Manu Chao está tocando en un bar que se adivina pequeño. Se lo ve cansado, en vez de escribir que está recostado contra la pared en contrachapado de madera ornamentada, me veo en la tentación de decir que está derrumbado. Como suele ocurrir con las estrellas, hay varias personas rodeándolo, un público excesivo, se presume, para el tamaño del recinto. La filmación, hecha con un teléfono, dura un minuto y veinticuatro segundos. Si tuviera que arriesgar qué es lo que están haciendo allí, diría que es la última parada antes de irse a dormir, después de un concierto, para bajar la endorfinas del escenario. El día, lo dice en el título del video que está en Youtube, es el 7 de diciembre de 2016. El lugar es un pueblo llamado la Garriga, que yo conozco porque lo atravesé más de una vez en bicicleta, camino del Montseny. Yo podría haber estado ahí, el Príncipe no. El Príncipe jamás cruzó el Atlántico. Sin embargo está, pues lo que Manu Chao canta es una canción suya, de la que incluso el título parece regodearse en la sorpresa: “¿Cómo que no?” ¿Cómo que una estrella mundial de la música no puede elegir una composición mía para cantar entre amigos?

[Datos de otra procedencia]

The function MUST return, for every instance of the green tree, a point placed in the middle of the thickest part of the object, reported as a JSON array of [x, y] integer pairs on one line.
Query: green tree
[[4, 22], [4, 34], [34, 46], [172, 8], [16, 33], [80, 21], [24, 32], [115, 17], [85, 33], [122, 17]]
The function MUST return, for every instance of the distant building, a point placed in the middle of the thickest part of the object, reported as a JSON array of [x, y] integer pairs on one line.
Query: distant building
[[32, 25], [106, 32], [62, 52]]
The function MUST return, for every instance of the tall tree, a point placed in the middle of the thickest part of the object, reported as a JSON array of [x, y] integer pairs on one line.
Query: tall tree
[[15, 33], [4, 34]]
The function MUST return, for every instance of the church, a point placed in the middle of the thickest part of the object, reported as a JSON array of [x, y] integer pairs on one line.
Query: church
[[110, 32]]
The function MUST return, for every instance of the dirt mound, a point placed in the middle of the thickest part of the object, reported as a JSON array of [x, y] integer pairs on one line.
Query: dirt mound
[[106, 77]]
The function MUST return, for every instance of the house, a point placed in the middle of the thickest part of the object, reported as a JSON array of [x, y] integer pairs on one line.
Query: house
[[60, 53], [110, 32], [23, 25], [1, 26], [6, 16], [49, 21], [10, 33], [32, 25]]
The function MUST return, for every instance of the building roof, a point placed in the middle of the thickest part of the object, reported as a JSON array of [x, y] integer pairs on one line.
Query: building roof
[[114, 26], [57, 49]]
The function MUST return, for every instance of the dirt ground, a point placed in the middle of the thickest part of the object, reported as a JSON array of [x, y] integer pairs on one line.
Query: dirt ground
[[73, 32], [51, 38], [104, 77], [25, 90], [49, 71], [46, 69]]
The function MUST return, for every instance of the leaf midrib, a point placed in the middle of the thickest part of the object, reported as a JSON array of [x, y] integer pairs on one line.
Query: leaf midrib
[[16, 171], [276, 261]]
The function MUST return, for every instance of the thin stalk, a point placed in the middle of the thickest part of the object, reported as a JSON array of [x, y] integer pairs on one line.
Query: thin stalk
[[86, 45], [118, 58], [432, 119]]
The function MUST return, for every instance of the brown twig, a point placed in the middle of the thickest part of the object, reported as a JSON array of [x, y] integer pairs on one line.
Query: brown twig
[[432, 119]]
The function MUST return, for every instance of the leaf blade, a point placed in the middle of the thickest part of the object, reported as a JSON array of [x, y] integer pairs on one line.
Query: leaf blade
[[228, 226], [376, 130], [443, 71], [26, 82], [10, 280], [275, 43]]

El video del que hablo fue visto 54.979 veces. Hay otros, más o menos profesionales, en los que Manu Chao interpreta ese tema en distintos ámbitos. El más importante corresponde a un concierto del 16 de octubre de 2015 en el Esperanzah Festival de Barcelona; fue visto 14 millones de veces. Posee la energía típica de Manu Chao, con muchas personas bailando sobre el escenario, y se nota que es la última canción de la noche. Como para cerrar, mientras el público está en llamas, Manu Chao se despide diciendo: “Desde Uruguay, Llacuna fútbol club aquí presente, gracias San Cosme”. Levanta las manos y se marcha. Después la imagen funde a negro y un texto en blanco, grande, al centro, pone: Gustavo Pena es el Maestro.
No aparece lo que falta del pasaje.